NOMA: Lynda Benglis’ “Wing” foreshadowed “The Wave of the World”

On the occasion of the acquisition of Lynda Benglis’ Wing, New Orleans Museum of Art Curator of Modern and Contemporary Art Katie Pfohl shared the following thoughts on the sculpture’s connection to Benglis’ The Wave of the World just outside the museum’s doors for an informational card that can be found at NOMA:

Lynda Benglis’ art is simultaneously subtle and imposing; subdued and sensual; earthy and surreal. In the 1960s, the Louisiana native shocked the New York art world with her electric-hued sculptures and art installations, whose vibrant colors and free-form compositions ran counter to the more austere minimalist aesthetic of much art of the time. Benglis created these works, which she called “fallen paintings,” by dripping and pouring industrial materials like latex and polyurethane directly on gallery floors or upon armatures installed on museum walls. Wing, a large scale aluminum sculpture cast from one of these poured pieces, extends dramatically out from the wall to enter into the space of the viewer, engaging the body and all of the senses to explore, as Benglis says, “the way we experience the world through the body.”

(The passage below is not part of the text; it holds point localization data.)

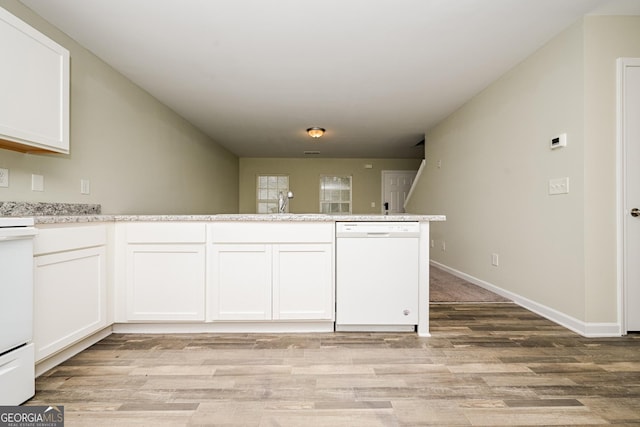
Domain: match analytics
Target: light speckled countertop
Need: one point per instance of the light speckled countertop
(292, 217)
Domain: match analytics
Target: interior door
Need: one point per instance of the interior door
(629, 76)
(395, 188)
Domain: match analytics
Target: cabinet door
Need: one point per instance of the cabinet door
(303, 282)
(165, 282)
(34, 83)
(70, 298)
(241, 282)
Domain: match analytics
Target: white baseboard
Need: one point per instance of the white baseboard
(44, 365)
(224, 327)
(585, 329)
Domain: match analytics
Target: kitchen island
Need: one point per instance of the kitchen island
(191, 273)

Calling forth natural phenomena like erupting volcanoes and crashing waves, Wing foreshadowed a number of cantilevered outdoor fountains Benglis began creating in the 1980s. The first of these, The Wave of the World, was commissioned for the 1984 Louisiana World Exposition in New Orleans. Through the generosity of The Helis Foundation, these works are now on simultaneous view for the first time, Wing in NOMA’s galleries, and The Wave of the World adjacent to the Big Lake in City Park.